Le réveil le dimanche matin est très calme. Pour des raisons pratiques, je reste encore une dernière journée à Horta. J’ai deux trois choses à faire sur internet, et la suite de mon programme implique deux ou trois jours plutôt déconnecté de tout. Je fais donc les choses que j’ai à faire, profite de mon dimanche tranquille et ensoleillé. Appréciant la vie douce et calme de Horta une dernière fois. Que c’est agréable ; que c’est appréciable. Que je suis bien ici…

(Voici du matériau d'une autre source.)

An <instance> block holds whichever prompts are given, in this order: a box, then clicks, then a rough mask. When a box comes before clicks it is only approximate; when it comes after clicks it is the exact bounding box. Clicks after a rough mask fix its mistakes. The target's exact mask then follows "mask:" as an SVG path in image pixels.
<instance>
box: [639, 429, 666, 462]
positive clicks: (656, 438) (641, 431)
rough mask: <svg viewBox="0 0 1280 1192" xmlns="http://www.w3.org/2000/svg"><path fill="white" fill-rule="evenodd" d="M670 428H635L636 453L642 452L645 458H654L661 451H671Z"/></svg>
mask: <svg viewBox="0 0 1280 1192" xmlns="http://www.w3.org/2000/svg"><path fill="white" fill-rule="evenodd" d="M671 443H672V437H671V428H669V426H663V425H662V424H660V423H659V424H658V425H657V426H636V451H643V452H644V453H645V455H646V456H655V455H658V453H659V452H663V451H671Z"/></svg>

Nous sommes lundi matin. Le Chamion a un peu de mal à démarrer ; comme souvent le matin. Il n’aime pas l’humidité et le froid de la nuit. Son premier réveil de la journée est toujours un peu plus difficile. Après, une fois que tout roule, plus rien ne l’arrête. Faut juste pas le presser au réveil. Dernière petite pause technique avant de partir. Vidange des eaux grises, remplissage des eaux propres et décollage ! Une fois de plus, le mot est approprié. Ça descendait sévère pour atteindre le parking… ça remonte grave pour en sortir !
Bonjour Seb,
Bien belles photos surtout celle de la rivière. Ses passages dans le fond des rochers fait penser aux pertes de la Valesserinne près de Belgarde. Si tu ne connais pas, c’est un coin à aller voir quand tu seras de retour.
Bises.
L’Europe de l’Est est prévue aussi. Mais je finis l’Espagne d’abord. Ce qui me prendra une durée que je ne suis plsu du tout capable d’évaluer !
Wikipédia :
Oule est la francisation du nom commun occitan ola, prononcé oul(o), signifiant « marmite dépourvue d’anses », ou « chaudron », du latin olla < aulla < aul?la « marmite ». Ce terme, comme son équivalent français « marmite », est couramment utilisé dans tout le midi de la France pour désigner des trous d'eau ou des excavations de forme circulaire formés par l'érosion dans des torrents ou d'anciens cours d'eau. Par extension, il désigne les cours d'eau sur lesquels ils se trouvent, ou les villages auprès desquels où on les trouve.
Et oule lala c’est quand on se crame sur la marmitte !
Si je puis me permettre… Valesserine près de BELGARDE, c’est en France, il ne s’agit pas de BELGRADE. C’est même pas tellement loin de chez tes parents… enfin d’ici quoi…
Oooooooooh ! Aaaaaaah ! Ah bin c’est moins loin du coup.